Review: Rachid Boudjedra’s Deadpan ‘Obstinate Snail’

The Obstinate Snail

By Rachid Boudjedra, trans. Leon Stephens

Las Cruces: Xenos Books, 2013 (first in French, 1979)

41icg32AIFL._SY300_It was a long time that none of the fictions of Rachid Boudjedra, one of Algeria’s most celebrated contemporary novelists, were available in English. A section of The Obstinate Snail was published in translation in Banipal’s seventh issue, along with an excerpt from his novel Turmoil, but neither received rapid translation into English. Then, all at once, Boujedra’s The Barbary Figs was published in English in early 2013 (trans. Andre Naffis-Sahely) and The Obstinate Snail (trans. Leon Stephens) trailed doggedly along after.

The Obstinate Snail is a short work – just 97 pages – crafted from short, often emotionally flattened sentences. The book’s sentences and scenes repeat, pulling us back to the same moments in a deft psychological realism, a “whirlpool” narration that mimics thought.

These repetitive monologues could be tiring if not for Boudjedra’s gift of pairing of the narrator’s alternately flattened and flowery prose with repressed sexuality, country proverbs, and absurd bureaucrat-speak. Phrases and images are repeated, but the contexts vary. The narrator remembers his mother saying, “The camel doesn’t see its hump,” and each time the proverb comes at a different moment, often to humorous effect.

The book’s language is carefully crafted, and — swinging between plain, direct sentences to dense natural imagery — is at the heart of the novella’s enjoyment. Translator Leon Stephens worked hard to echo Boudjedra’s shifts in diction, and for the most part rebuilds the book’s humor and beauty.

“My fellow citizens must already be wondering how to spend their day off. Soccer? A western? Get plastered? Religion? Dilemma. My head is teeming, and despite the jubilation resulting from my curiosity I have the sensation that miles of multicolored taffeta is being shredded under my skull. Another day splayed like a used napkin.”

The novel follows six days in the life of a post-colonial Arab bureaucrat as he ostensibly records his own story. This paranoid bachelor is a model (Algerian) State employee who is “too loyal to the State to believe in God,” although practical enough to donate to the construction of a nearby mosque. He works in the de-rat-ization department, ridding the city of the rats he loves and hates. He cherishes a group of them he keeps in his basement while also torturing others and plotting the species’ demise. He stands with France, Civilization, Rationality, and Cleanliness against poorer countries, sensuality, reproduction, and the flaccidity of begonias.

“I live alone myself. A sign of originality in this city crippled by demography and bad faith. My fellow citizens are unreasonable. They should be made to march to the tune of catastrophic slogans. Fortunately, they’re not as quick as rats, snails and pigs! The lower you descend in animal classification the more important reproduction is.”
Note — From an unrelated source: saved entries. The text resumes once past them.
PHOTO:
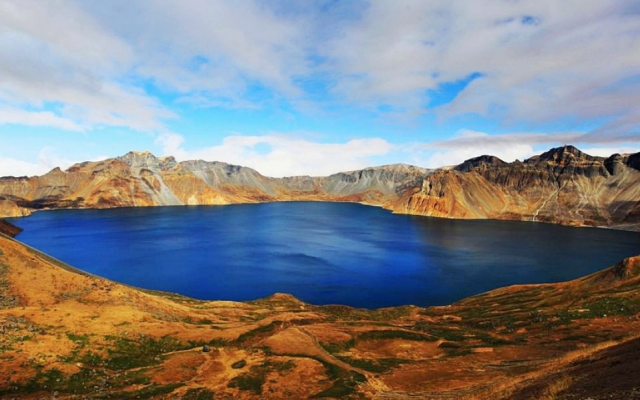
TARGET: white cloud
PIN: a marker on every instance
(278, 155)
(539, 61)
(48, 159)
(37, 118)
The narrative is a collection of the protagonist’s usually clipped sentences, many of which he writes down and squirrels away in his twenty-one pockets, later collecting them into this narrative.

The absurd central character, driven by paranoia and nostalgia, worships at the altar of the deadening government office where he works, an office echoed in Sonallah Ibrahim’s 1992 novel Zaat. Boudjedra’s prose sometimes shares Ibrahim’s characteristic reportorial flatness, but also leaps into flights of dense, metaphoric language. This narrative instability is the book’s main narrative engine, the reason to keep turning pages. Sometimes, its paranoid, absurd narrator is full of anger and fear and nonsense. Sometimes, he has important social criticism:

“Unless I write to the WHO for a grant. I’ve already done that. But they’re miserly and won’t let go of a penny. I wonder what good all these international organizations are. If not to fatten some self-appointed experts who come to give us lessons and don’t know how to do anything except pick up princely remunerations and buy a few wool carpets. That’s too political. Get rid of it.”

Although ultimately not afraid of rats (he’s not shy of carrying a dead one in his pocket), the protagonist is nearly brought down by his overwrought terror of the slow, sensual garden snail, one of the echoes of what he hates about Algeria.

“I have always been on the side of the conquerors,” he writes on the sixth day. He hates the bus drivers who take him to work: one for complaining about rising prices, and the other for remaining quiet; he considers turning both into the police. Indeed, if the “rats” can be read a certain sort of Algerian dissident, chewing apart the national gas lines that take the country’s resources to foreign lands, then the “snails” are another sort, much more frightening to the narrator, living their lives in slow voluptuousness, refusing to go more than .03 meters an hour.

The translator notes in his afterword that Boudjedra’s absurdist novella also struck a chord with Russian readers, and that it was something of a bestseller in Soviet-era Moscow. It still strikes a chord now, both for its wonderful linguistic shifts and for how it highlights the oppositions and absurdities in all our contemporary “rational” civilizations.